At n=20, the level of smoothing seems helpful, but it still allows for the essential periodicity of the data to be seen. At very high n values, the wiener filter appears to maintain the periodicity of the data a lot better in comparison to the smoothing filter (smooths it out too much/more flat). At lower n values, the data is just not very smooth and resembles the original very closely.

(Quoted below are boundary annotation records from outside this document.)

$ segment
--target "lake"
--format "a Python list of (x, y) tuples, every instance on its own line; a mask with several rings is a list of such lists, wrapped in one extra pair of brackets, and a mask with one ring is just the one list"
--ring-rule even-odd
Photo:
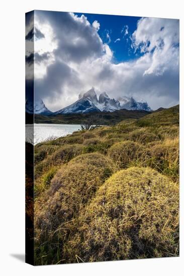
[[(58, 138), (71, 134), (73, 131), (80, 129), (80, 124), (57, 124), (50, 123), (35, 123), (26, 124), (26, 140), (36, 145), (52, 138)], [(33, 143), (34, 141), (34, 143)]]

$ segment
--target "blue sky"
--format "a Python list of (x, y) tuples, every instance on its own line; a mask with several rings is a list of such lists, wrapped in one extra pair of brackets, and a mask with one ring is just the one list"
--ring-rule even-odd
[(26, 37), (27, 82), (34, 66), (35, 95), (51, 111), (91, 87), (153, 109), (178, 103), (178, 20), (35, 11)]
[[(140, 17), (113, 16), (108, 15), (97, 15), (91, 14), (82, 14), (74, 13), (75, 15), (80, 17), (83, 14), (91, 23), (97, 20), (100, 24), (98, 33), (104, 43), (108, 43), (114, 54), (114, 62), (116, 63), (127, 61), (137, 58), (141, 54), (140, 51), (135, 54), (134, 49), (131, 47), (131, 41), (130, 36), (137, 29), (138, 21)], [(125, 30), (128, 26), (128, 34), (125, 34)], [(107, 37), (107, 34), (110, 37), (111, 41)], [(116, 43), (117, 39), (120, 39)]]

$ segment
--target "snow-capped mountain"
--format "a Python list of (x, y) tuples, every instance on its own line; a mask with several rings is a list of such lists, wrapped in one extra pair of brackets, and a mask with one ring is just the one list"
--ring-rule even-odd
[(74, 103), (55, 112), (56, 114), (69, 114), (73, 113), (89, 113), (91, 112), (113, 112), (117, 110), (126, 109), (151, 111), (150, 107), (145, 101), (138, 102), (132, 97), (122, 97), (119, 100), (111, 99), (104, 92), (100, 94), (99, 99), (94, 87), (84, 93), (79, 94), (78, 100)]
[(110, 99), (105, 92), (102, 93), (97, 98), (94, 87), (81, 95), (79, 99), (72, 104), (66, 106), (58, 111), (57, 114), (71, 113), (89, 113), (91, 112), (113, 112), (120, 109), (119, 102), (114, 99)]
[(26, 111), (27, 113), (48, 116), (52, 114), (84, 113), (93, 112), (113, 112), (125, 109), (132, 110), (146, 110), (151, 109), (146, 101), (137, 101), (132, 97), (119, 97), (118, 100), (111, 99), (106, 92), (103, 92), (97, 97), (94, 87), (83, 95), (80, 93), (78, 99), (74, 103), (55, 112), (49, 110), (40, 98), (26, 100)]
[(101, 111), (110, 112), (121, 108), (120, 102), (115, 99), (110, 99), (105, 92), (100, 94), (98, 107)]
[(100, 112), (97, 107), (98, 103), (97, 94), (93, 87), (87, 91), (74, 103), (62, 108), (55, 112), (56, 114), (69, 114), (71, 113), (90, 113), (91, 112)]
[(34, 114), (48, 115), (52, 113), (52, 112), (45, 106), (43, 100), (40, 98), (35, 100), (34, 103), (32, 100), (26, 100), (26, 111), (30, 114), (33, 114), (33, 110)]

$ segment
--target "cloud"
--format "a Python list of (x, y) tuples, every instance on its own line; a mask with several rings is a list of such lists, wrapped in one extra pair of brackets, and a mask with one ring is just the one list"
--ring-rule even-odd
[(109, 43), (110, 43), (111, 42), (111, 37), (110, 37), (110, 31), (109, 31), (109, 30), (107, 30), (106, 31), (106, 37), (107, 37), (107, 43), (108, 44), (109, 44)]
[[(132, 49), (141, 56), (117, 64), (108, 45), (110, 32), (103, 42), (97, 21), (90, 24), (72, 13), (35, 13), (36, 27), (44, 37), (35, 42), (35, 91), (49, 109), (72, 103), (92, 86), (115, 98), (142, 98), (153, 109), (178, 103), (178, 21), (141, 19), (131, 37)], [(124, 35), (127, 32), (124, 26)]]
[(144, 74), (162, 75), (178, 70), (179, 21), (177, 20), (142, 18), (132, 36), (135, 51), (149, 56), (150, 64)]
[(114, 43), (116, 43), (117, 41), (120, 41), (120, 40), (121, 39), (120, 38), (117, 38), (116, 40), (115, 40)]
[(128, 26), (125, 25), (121, 30), (121, 33), (123, 34), (123, 36), (125, 36), (128, 35)]
[(100, 29), (100, 24), (99, 22), (97, 21), (97, 20), (95, 20), (95, 21), (93, 23), (92, 26), (97, 31), (99, 31), (99, 30)]

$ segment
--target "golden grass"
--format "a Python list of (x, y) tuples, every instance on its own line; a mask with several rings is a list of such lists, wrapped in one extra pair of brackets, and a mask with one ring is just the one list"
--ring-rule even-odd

Creating a band pass filter

def bpf(data, k):
    if k > 0.5*len(data):
        print('k too big')
    else:
        f_vec = np.ones(len(data))
        center = int(len(data)/2 + 1)
        left = center - ((2*k)/2)
        right = center + ((2*k)/2)
        f_vec[int(left):int(right)] = 0
        ft = np.fft.fft(data)
        vec_multiplied = ft*f_vec
    return np.fft.ifft(vec_multiplied)
#k=30, good
plt.plot(pelts.Year, pelts.Hare, label = 'Hare')
bphare = bpf(pelts.Hare, 30)
plt.plot(pelts.Year, bphare, label = 'BP filter')
plt.xlabel('Year')
plt.ylabel('# of Pelts Sold')
plt.title('Hare Pelts Sold v Year - k=30')
plt.legend()
plt.show()

#k=40, too smooth
plt.plot(pelts.Year, pelts.Hare, label = 'Hare')
bphare = bpf(pelts.Hare, 40)
plt.plot(pelts.Year, bphare, label = 'BP filter')
plt.xlabel('Year')
plt.ylabel('# of Pelts Sold')
plt.title('Hare Pelts Sold v Year - k=40')
plt.legend()
plt.show()

#k=10, over fit 
plt.plot(pelts.Year, pelts.Hare, label = 'Hare')
bphare = bpf(pelts.Hare, 10)
plt.plot(pelts.Year, bphare, label = 'BP filter')
plt.xlabel('Year')
plt.ylabel('# of Pelts Sold')
plt.title('Hare Pelts Sold v Year - k=10')
plt.legend()
plt.show()
_images/convolutions_19_0.png _images/convolutions_19_1.png _images/convolutions_19_2.png

For the Hare data, when k = 30 the band pass filter provides a nice smooth fit for the data without losing the periodicity. When k is very large (40), the filter oversmooths and a lot of the periodicity is lost. Then, when k is very small (10), the data is overfit/periodicity or spikes are created where there shouldn’t be any.